Tempi Moderni

I film del 1998


PER CASO O PER AZZARDO
(HASARD OU COINCIDENCES)

CAST TECNICO ARTISTICO

Regia e sceneggiatura: Claude Lelouch
(Francia, 1998)
Durata: 120'
Distribuzione cinematografica: ISTITUTO LUCE

PERSONAGGI E INTERPRETI

Myriam: Alessandra Martines
Pierre: Pierre Arditi
Marc: Marc Hollogne

Il regista francese Claude Lelouch torna al Lido con un nuovo film imperniato sul tema del caso e del destino, dei quali già trattava il precedente "Uomini - Donne: istruzioni per l'uso", presentato qui alla Mostra due anni fa con qualche polemica per il ruolo affidato al politico Bernard Tapie. "Hazard ou Coincidences" narra una storia d'amore strutturata pressappoco sugli stessi giochi del caso che erano alla base del film precedente (incontri fortuiti, tragici scherzi del destino, incroci di vite) ma sceglie un registro in buona parte diverso imboccando la pericolosa strada della descrizione del dolore. La storia d'amore tra la ballerina Myriam (Alessandra Martines, moglie del regista) e il venditore di quadri Pierre (Pierre Arditi) nasce infatti per caso e procede a colpi di massime sulla vita e le coincidenze, fino a quando un tragico scherzo del destino non priverà Myriam di suo figlio e di Pierre stesso.

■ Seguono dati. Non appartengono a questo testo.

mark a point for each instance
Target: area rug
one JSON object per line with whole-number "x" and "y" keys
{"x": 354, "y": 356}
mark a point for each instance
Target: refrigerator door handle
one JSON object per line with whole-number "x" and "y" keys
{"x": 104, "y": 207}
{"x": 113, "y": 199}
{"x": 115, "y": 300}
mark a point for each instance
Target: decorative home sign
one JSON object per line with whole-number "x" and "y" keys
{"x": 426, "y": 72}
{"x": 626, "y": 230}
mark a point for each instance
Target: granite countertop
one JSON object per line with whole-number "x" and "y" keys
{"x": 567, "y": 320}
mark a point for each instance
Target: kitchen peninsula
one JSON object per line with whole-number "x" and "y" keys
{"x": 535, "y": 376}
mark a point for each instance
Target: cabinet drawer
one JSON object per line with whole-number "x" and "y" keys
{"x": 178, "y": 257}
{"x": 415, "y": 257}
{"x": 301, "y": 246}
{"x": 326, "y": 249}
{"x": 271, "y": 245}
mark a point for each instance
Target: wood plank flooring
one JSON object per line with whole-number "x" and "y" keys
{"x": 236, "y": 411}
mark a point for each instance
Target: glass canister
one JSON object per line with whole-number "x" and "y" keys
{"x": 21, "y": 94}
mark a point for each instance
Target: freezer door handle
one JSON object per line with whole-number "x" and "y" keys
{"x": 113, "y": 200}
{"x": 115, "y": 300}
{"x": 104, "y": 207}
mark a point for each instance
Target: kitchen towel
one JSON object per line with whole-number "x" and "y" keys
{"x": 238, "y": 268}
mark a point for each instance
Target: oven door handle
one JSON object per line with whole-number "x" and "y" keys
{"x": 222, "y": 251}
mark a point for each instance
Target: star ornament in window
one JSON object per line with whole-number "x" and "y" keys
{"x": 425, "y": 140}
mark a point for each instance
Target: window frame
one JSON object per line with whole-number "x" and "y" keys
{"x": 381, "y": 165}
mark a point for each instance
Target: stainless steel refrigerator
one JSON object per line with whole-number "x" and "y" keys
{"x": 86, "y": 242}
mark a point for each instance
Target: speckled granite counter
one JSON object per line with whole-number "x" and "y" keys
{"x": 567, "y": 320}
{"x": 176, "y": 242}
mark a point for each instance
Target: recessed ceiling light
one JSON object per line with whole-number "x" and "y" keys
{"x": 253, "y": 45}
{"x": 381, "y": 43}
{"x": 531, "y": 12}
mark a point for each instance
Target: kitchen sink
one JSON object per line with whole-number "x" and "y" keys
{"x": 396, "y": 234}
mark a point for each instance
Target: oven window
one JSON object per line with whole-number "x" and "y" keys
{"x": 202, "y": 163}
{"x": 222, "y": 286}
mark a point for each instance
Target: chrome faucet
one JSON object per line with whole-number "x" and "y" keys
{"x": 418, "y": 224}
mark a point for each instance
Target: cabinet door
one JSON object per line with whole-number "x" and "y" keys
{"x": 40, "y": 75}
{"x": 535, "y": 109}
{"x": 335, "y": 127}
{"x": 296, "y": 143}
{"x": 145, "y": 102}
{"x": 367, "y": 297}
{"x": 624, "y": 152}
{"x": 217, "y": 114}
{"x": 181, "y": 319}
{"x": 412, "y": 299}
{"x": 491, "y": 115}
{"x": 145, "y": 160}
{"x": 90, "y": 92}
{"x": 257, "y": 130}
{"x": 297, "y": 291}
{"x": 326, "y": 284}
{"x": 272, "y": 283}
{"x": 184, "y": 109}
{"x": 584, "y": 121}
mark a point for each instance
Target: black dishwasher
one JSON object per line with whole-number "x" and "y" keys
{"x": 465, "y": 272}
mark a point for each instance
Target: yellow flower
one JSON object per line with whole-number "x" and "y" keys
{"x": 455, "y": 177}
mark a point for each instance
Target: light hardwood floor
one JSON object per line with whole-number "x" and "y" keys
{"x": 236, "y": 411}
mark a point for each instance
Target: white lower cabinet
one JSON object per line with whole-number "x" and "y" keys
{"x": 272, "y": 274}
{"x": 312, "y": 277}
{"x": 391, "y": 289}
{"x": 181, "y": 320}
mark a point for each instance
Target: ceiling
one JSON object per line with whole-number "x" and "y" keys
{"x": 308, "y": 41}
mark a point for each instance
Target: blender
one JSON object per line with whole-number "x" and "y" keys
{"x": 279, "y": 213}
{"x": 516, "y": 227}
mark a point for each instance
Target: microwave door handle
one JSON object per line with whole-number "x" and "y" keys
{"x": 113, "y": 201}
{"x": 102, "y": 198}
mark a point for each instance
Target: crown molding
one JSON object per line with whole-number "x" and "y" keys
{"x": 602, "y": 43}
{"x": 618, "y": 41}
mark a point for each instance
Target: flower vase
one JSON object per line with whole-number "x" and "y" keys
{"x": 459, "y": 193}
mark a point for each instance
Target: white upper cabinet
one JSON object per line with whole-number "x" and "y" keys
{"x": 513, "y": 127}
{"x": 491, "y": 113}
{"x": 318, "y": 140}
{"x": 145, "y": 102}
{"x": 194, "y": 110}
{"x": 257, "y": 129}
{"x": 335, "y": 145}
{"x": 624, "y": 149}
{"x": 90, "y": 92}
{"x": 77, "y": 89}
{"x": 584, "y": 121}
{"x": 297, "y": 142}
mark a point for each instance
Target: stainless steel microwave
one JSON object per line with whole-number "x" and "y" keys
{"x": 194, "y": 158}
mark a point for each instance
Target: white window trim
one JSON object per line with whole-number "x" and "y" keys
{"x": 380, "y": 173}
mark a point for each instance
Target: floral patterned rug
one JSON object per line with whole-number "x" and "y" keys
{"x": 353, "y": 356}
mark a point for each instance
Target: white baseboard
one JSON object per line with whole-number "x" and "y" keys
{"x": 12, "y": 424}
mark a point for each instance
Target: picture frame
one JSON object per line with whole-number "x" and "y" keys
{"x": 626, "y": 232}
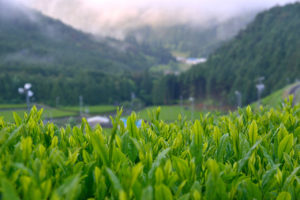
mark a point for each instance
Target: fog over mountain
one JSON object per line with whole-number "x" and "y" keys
{"x": 114, "y": 17}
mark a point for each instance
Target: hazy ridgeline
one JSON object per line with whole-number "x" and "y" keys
{"x": 61, "y": 61}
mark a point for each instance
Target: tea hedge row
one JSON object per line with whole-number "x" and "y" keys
{"x": 243, "y": 155}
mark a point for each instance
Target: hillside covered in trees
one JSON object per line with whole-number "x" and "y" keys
{"x": 192, "y": 39}
{"x": 269, "y": 47}
{"x": 63, "y": 62}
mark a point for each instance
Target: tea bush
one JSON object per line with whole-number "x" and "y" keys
{"x": 244, "y": 155}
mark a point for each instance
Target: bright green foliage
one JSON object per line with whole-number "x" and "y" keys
{"x": 239, "y": 156}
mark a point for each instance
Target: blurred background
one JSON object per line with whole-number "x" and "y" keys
{"x": 85, "y": 58}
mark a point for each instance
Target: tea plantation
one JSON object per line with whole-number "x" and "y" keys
{"x": 242, "y": 155}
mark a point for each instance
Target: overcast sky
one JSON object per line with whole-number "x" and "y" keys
{"x": 112, "y": 15}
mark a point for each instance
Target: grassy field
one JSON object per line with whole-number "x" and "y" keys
{"x": 12, "y": 106}
{"x": 48, "y": 113}
{"x": 169, "y": 113}
{"x": 274, "y": 99}
{"x": 92, "y": 109}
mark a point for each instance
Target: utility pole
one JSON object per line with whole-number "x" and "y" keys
{"x": 192, "y": 100}
{"x": 238, "y": 98}
{"x": 26, "y": 90}
{"x": 80, "y": 105}
{"x": 260, "y": 87}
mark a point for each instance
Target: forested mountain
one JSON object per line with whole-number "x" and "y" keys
{"x": 63, "y": 62}
{"x": 269, "y": 47}
{"x": 191, "y": 39}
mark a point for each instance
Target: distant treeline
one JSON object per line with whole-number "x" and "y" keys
{"x": 269, "y": 47}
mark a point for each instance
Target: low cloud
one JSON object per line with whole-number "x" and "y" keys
{"x": 106, "y": 17}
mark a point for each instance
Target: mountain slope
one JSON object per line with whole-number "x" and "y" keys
{"x": 193, "y": 40}
{"x": 28, "y": 37}
{"x": 63, "y": 63}
{"x": 269, "y": 47}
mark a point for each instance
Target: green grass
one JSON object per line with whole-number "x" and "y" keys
{"x": 276, "y": 98}
{"x": 99, "y": 109}
{"x": 48, "y": 113}
{"x": 12, "y": 106}
{"x": 169, "y": 113}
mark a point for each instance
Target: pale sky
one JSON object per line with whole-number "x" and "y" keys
{"x": 100, "y": 16}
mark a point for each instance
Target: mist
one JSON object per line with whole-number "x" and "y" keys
{"x": 114, "y": 17}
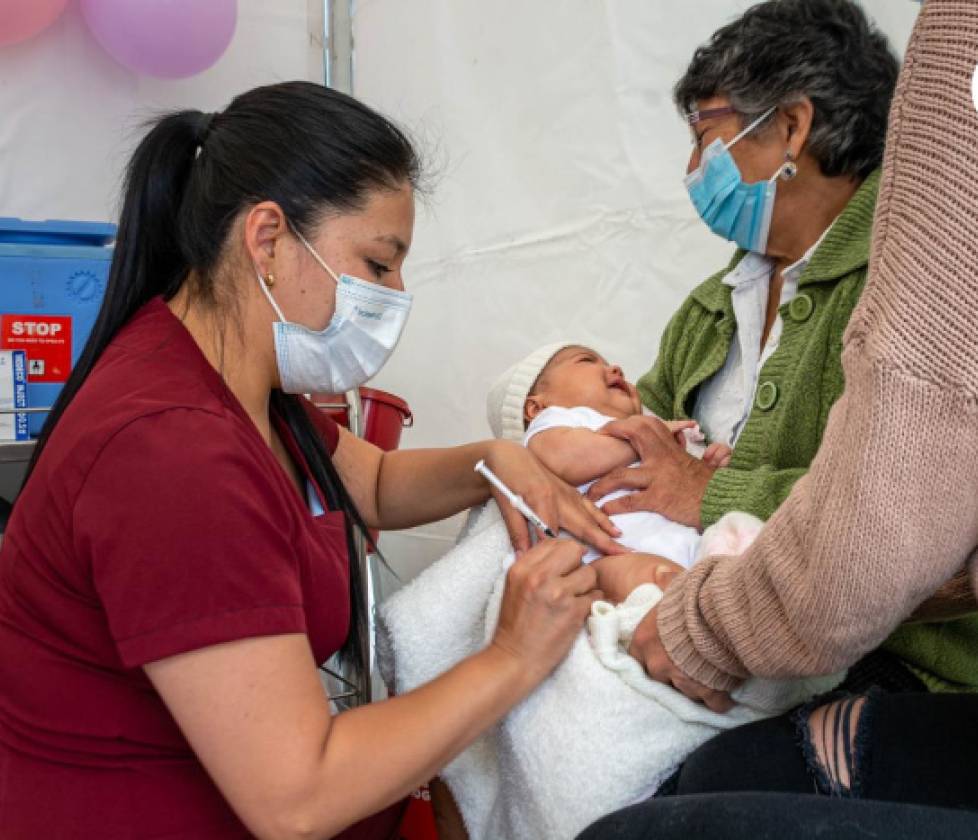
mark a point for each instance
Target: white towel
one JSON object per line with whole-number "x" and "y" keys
{"x": 595, "y": 736}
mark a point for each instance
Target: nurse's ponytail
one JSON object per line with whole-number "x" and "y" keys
{"x": 307, "y": 148}
{"x": 147, "y": 260}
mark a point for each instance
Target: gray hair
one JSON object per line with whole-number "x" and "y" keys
{"x": 781, "y": 50}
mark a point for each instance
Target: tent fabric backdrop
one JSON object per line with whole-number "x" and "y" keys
{"x": 558, "y": 209}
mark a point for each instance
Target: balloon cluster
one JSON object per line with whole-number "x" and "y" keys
{"x": 166, "y": 38}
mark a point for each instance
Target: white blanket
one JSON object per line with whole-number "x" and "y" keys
{"x": 595, "y": 736}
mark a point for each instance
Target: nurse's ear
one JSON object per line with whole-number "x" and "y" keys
{"x": 265, "y": 228}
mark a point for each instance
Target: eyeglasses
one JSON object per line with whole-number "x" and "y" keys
{"x": 694, "y": 117}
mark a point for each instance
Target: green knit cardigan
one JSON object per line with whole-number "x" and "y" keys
{"x": 796, "y": 389}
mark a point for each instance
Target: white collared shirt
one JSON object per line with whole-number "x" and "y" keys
{"x": 724, "y": 401}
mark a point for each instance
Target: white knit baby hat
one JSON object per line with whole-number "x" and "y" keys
{"x": 507, "y": 396}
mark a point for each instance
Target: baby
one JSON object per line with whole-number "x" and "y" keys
{"x": 555, "y": 401}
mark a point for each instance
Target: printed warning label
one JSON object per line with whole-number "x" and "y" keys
{"x": 46, "y": 339}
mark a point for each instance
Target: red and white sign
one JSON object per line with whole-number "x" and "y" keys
{"x": 47, "y": 341}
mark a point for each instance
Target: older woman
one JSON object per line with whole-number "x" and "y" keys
{"x": 886, "y": 518}
{"x": 788, "y": 108}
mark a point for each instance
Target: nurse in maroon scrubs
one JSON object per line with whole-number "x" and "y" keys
{"x": 179, "y": 559}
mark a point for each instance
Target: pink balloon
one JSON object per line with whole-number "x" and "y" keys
{"x": 23, "y": 19}
{"x": 166, "y": 38}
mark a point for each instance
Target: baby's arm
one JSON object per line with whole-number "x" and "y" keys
{"x": 579, "y": 455}
{"x": 619, "y": 574}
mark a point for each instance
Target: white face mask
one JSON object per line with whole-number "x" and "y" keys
{"x": 366, "y": 325}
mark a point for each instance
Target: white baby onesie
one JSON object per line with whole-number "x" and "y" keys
{"x": 642, "y": 531}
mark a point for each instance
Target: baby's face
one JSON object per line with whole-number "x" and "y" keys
{"x": 579, "y": 376}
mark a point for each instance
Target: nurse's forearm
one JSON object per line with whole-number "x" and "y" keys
{"x": 378, "y": 753}
{"x": 415, "y": 486}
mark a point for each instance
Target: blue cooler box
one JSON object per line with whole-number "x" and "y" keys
{"x": 52, "y": 279}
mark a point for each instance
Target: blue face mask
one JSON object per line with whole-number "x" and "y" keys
{"x": 732, "y": 209}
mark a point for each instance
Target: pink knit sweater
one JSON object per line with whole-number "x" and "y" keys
{"x": 889, "y": 509}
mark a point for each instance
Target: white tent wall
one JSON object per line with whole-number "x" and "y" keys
{"x": 71, "y": 114}
{"x": 558, "y": 209}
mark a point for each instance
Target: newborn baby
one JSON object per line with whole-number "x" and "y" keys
{"x": 556, "y": 401}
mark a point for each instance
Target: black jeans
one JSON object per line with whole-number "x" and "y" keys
{"x": 915, "y": 748}
{"x": 777, "y": 816}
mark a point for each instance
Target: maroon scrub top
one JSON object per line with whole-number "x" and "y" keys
{"x": 157, "y": 521}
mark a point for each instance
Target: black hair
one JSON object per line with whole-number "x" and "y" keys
{"x": 308, "y": 148}
{"x": 826, "y": 50}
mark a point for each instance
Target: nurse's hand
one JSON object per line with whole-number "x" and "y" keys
{"x": 557, "y": 503}
{"x": 669, "y": 480}
{"x": 548, "y": 598}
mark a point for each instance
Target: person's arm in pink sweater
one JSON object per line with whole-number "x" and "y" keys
{"x": 889, "y": 510}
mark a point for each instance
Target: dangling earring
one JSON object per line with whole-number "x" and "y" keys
{"x": 789, "y": 169}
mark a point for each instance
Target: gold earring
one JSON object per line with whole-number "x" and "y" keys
{"x": 789, "y": 169}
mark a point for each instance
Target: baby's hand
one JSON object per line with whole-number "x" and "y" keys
{"x": 717, "y": 455}
{"x": 620, "y": 574}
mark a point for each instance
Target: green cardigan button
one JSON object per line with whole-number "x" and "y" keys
{"x": 767, "y": 396}
{"x": 801, "y": 308}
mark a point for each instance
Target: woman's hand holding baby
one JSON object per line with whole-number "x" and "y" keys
{"x": 555, "y": 501}
{"x": 668, "y": 480}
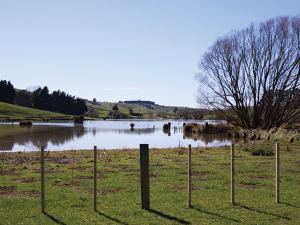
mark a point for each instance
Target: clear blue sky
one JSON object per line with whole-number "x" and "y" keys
{"x": 120, "y": 49}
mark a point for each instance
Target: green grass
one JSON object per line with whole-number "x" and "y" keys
{"x": 104, "y": 107}
{"x": 14, "y": 112}
{"x": 69, "y": 198}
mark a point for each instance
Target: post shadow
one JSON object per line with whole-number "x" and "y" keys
{"x": 214, "y": 214}
{"x": 271, "y": 214}
{"x": 53, "y": 218}
{"x": 108, "y": 217}
{"x": 175, "y": 219}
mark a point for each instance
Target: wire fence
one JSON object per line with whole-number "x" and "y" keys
{"x": 186, "y": 177}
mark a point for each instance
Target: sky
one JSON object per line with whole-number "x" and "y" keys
{"x": 117, "y": 50}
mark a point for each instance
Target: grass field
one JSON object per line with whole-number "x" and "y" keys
{"x": 69, "y": 185}
{"x": 14, "y": 112}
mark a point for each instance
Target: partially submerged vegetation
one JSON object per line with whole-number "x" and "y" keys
{"x": 69, "y": 185}
{"x": 275, "y": 134}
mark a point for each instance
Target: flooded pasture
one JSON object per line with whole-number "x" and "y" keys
{"x": 109, "y": 134}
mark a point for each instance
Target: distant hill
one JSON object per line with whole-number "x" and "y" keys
{"x": 14, "y": 112}
{"x": 150, "y": 110}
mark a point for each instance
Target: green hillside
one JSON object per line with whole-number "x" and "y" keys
{"x": 145, "y": 110}
{"x": 14, "y": 112}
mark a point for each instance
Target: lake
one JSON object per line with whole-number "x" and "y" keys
{"x": 108, "y": 134}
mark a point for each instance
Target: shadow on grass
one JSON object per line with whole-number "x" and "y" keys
{"x": 214, "y": 214}
{"x": 167, "y": 216}
{"x": 108, "y": 217}
{"x": 53, "y": 219}
{"x": 289, "y": 204}
{"x": 271, "y": 214}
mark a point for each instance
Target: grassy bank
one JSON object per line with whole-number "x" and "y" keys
{"x": 69, "y": 198}
{"x": 12, "y": 112}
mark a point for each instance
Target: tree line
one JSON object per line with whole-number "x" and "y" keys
{"x": 252, "y": 77}
{"x": 57, "y": 101}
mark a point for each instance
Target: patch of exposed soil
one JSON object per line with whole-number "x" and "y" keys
{"x": 155, "y": 175}
{"x": 29, "y": 180}
{"x": 198, "y": 174}
{"x": 224, "y": 164}
{"x": 89, "y": 177}
{"x": 176, "y": 160}
{"x": 21, "y": 160}
{"x": 118, "y": 166}
{"x": 242, "y": 172}
{"x": 10, "y": 192}
{"x": 62, "y": 159}
{"x": 172, "y": 168}
{"x": 106, "y": 171}
{"x": 132, "y": 170}
{"x": 201, "y": 179}
{"x": 184, "y": 187}
{"x": 106, "y": 191}
{"x": 80, "y": 168}
{"x": 52, "y": 170}
{"x": 157, "y": 164}
{"x": 8, "y": 173}
{"x": 7, "y": 189}
{"x": 248, "y": 186}
{"x": 261, "y": 177}
{"x": 292, "y": 171}
{"x": 193, "y": 165}
{"x": 69, "y": 184}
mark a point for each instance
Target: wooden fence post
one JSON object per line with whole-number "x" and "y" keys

La donna sarà costretta a ritrovare la forza di vivere con l'aiuto delle immagini che andrà a rubare in giro per il mondo e con la solidarietà di un professore di storia abituato a giocare con il sottile limite tra realtà e finzione.
L'intento del regista francese è tanto chiaro quanto nobile, ma occorre da subito puntualizzare come il film non riesca ad essere sufficientemente profondo. Lelouch infatti mette in tavola temi, quali il doloroso recupero dopo una perdita e il valore del concetto di verità, che non ha poi il rigore per trattare in modo originale e approfondito. Il film pare assai migliore quando si mantiene su tematiche meno impegnative e non batte territori che richiederebbero ben altro talento, quali quello di un Resnais o più propriamente di un Kieslowski ("Film Blu" e più in generale tutta la trilogia dei colori trattavano argomenti assai simili con ben altro piglio).